The third play dealt with how traditionalism weighs down the 'matrimonial bed', almost to the point of divorcing a couple's 'ownership' over their marriage, and dictating what qualifies their marriage as 'valid'. The play inquires through its story why do people get married and to please whom? Who determines the private space of the marriage? This play had the audience roaring with laughter as a work that uses the comedic approach to create a social critique through theatre. The manner by which old beliefs in the supernatural and the afterlife are utilised as ploys to avoid revealing to each other unpalatable truths by the honeymooners was an ingenious approach to symbolise how traditions of antiquity that dictate the 'foundations' for 'married life' can become demons that haunt newlyweds at the very doorstep of marital life.

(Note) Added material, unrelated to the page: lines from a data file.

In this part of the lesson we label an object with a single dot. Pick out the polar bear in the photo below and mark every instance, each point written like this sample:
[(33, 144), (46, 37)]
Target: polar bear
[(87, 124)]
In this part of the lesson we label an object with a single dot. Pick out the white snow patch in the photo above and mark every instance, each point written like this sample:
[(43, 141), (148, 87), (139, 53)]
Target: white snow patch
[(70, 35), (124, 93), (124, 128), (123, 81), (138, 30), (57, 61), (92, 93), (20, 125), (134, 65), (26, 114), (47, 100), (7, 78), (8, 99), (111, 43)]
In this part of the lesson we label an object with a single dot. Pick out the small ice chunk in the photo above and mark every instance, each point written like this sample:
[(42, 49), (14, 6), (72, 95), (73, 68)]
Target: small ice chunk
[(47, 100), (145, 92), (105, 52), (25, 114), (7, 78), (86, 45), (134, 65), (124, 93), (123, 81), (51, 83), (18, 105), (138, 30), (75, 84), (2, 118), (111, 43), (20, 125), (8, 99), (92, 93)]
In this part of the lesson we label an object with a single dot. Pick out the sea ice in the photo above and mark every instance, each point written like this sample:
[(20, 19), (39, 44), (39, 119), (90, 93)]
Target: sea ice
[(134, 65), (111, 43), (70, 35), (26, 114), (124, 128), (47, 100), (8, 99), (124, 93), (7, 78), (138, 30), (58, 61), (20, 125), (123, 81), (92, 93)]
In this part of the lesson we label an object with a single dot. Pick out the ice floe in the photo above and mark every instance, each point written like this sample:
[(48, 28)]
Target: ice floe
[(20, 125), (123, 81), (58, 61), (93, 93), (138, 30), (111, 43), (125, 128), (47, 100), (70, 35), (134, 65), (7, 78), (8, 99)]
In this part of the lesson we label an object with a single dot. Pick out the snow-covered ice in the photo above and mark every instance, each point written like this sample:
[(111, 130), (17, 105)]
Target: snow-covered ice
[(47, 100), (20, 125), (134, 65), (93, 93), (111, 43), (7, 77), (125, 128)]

The Book of Exodus provides to the effect the biblical assertion 'The sins of the father shall be visited on the children.' Much of this belief is nuanced in the last play, which speaks of how each generation that succeeds the one that birthed it, is bequeathed the burdens of the consequences of the predecessor's wrongdoings. A young man who earns a living as a wayside guitarist, at an 'ungodly hour', falls victim to violence by a trio of disgruntled men of 'paternal vintage' who lament the state of the country and find fault with today's youth for their restive, rebellious nature, lack of indiscipline and disrespect for elders.

Vagrant madman

The play pulsated with both direct and metaphoric schema related to past civil insurgencies in our country. There is much symbolism in the play through the characters. The harmful trio claim to be mourners after attending a funeral wake en route to another. Death and decay seem to be what they are bound to. The guitarist who is the victim of violence and vilification at the hands of elders sees no road ahead. The vagrant madman who foretells the arrival of the assaulters and urges the young man to leave before it's too late is like the buried conscience of a lost generation whose perceived 'insanity' reduces it to 'incredibility' in the eyes of 'society'. Perhaps the 'madman' was trying to reveal a 'higher truth' that is meant to go unheeded by contemporary society. After all he is a madman. But then one may contend, what is so fully sane and rational about this world today?

Writer and theatre practitioner Udayasiri Wickremaratne once told me, the best compliment that can be given a stage play is to know a viewer wishes to watch it again. Those four plays deserve resounding applause. I will honestly say that I'm eagerly awaiting another staging of Keti Naatya Gomuwa. It is a statement by the youth of today to the youth of yesterday who are the elders of today. What I encountered that evening was a powerful theatre experience that seeks to address contemporary Sri Lanka's collective psyche.